Note: The 5-Day Forecast was not updated tonight and will not be updated until Friday. A few brief updates will be posted this week, especially tomorrow concerning severe weather for parts of the region, though full updates will resume on Friday, 5/6. Regular daily discussions/updates will continue next week.
As a cold front slowly approached the area today from the west, today brought mainly cloudy skies to the area, though the rain is still to the west of the area, and by the time it gets into the NYC area, it should be nothing more than an area of light to moderate rain and thunderstorms producing up to 1/4 inch or less. This storm, however, will help bring in much warmer temperatures for tomorrow, reaching the lower 80s in parts of the immediate NYC area, and resulting in an enhanced risk of severe weather in places such as Pennsylvania and West Virginia.

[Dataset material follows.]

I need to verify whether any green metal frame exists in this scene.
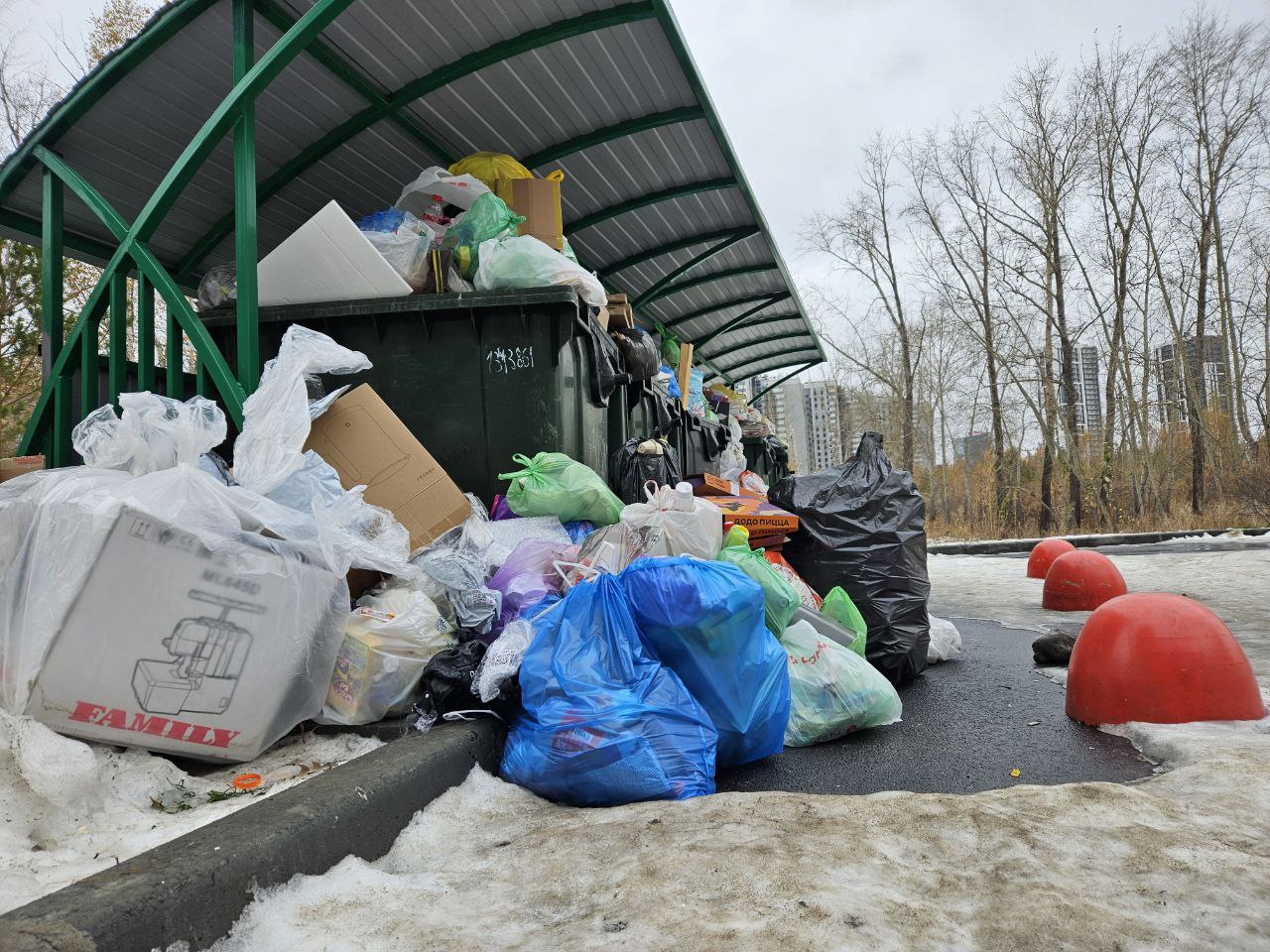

Tomorrow and Wednesday: Warm, Then Stormy
The cold front slowly moving towards the area is expected to stall, with a wave of low pressure then moving northeast. Today, there is a high confidence level in the forecast scenario, however it was difficult to forecast the storm over the last four days, with the models going through significant changes that were very difficult to predict in advance. Originally, the GFS model showed a coastal low with snow in parts of the region, which was almost immediately ruled out as an outlier with signs pointing towards a west trend, but the extent of this trend was unclear until it has actually taken place.
Almost all models showed the storm becoming a cut off low and stalling near the area for at least 2 days as a strong storm, bringing cold temperatures and heavy rain for the region, however the NAM was the only model that did not show this, siding with a storm tracking well west of the area and not stalling it as a strong storm. The NAM sometimes tends to be too strong and too far west in its longer range, however in this case, while not correct with its exact solution, it did perform better than the other models, which yesterday locked on a track west of the area, through Pennsylvania, and only showed the storm briefly stalling over the northernmost parts of the region.
Even after locking on the track, there continued to be adjustments with the front’s placement, which originally was supposed to stall near or at least just north of NYC. Yesterday’s models, however, trended much more north with the front than originally anticipated, with the area expected to be well into the warm sector, which will bring a much warmer air mass. The main limiting factor to how warm NYC and locations further east will get is a SSE/SE wind which will bring lower 70s at most to parts of northern Island and 60s for the rest of LI/southern Connecticut with the exception of the immediate coast, though northern NJ and interior SE NY are expected to reach the lower to upper 70s, and a few places in the immediate NYC area, especially near and just west of NYC, are capable of reaching the lower 80s.
With the storm tracking west of the area, severe weather is a risk for parts of the region. This risk was first introduced two days ago as it became apparent that the storm would track west of the area, and increased over the last two days. The models are showing decent CAPE and Lift Index amounts in the western parts of the region, along with supportive EHI and bulk shear values, which will result in an enhanced 15% risk, potentially a 30% risk of severe weather focusing on southern/SW Pennsylvania, NW Virginia, and northern West Virginia. As these storms move east, however, they are expected to weaken, with nothing more than light to moderate rain and non-severe thunderstorms affecting the area on Tuesday night, with up to at least 1/4 inch or less, and a few showers on Wednesday.
Longer Range: Dry conditions are expected for Thursday and Friday with partly to mostly cloudy skies, temperatures in the upper 50s to mid 60s, and a risk of isolated showers as the storm cuts off and stalls well north of the area. The next storm is expected to affect the area around the Sunday/Monday time frame. At this time, the models are once again showing a coastal storm, and while given the scenario, a coastal low would be more likely than an inland storm compared to tomorrow’s storm, I will continue to follow the models and the overall scenario for any changes, given that this is still in the longer range. More information will be posted as details become clearer.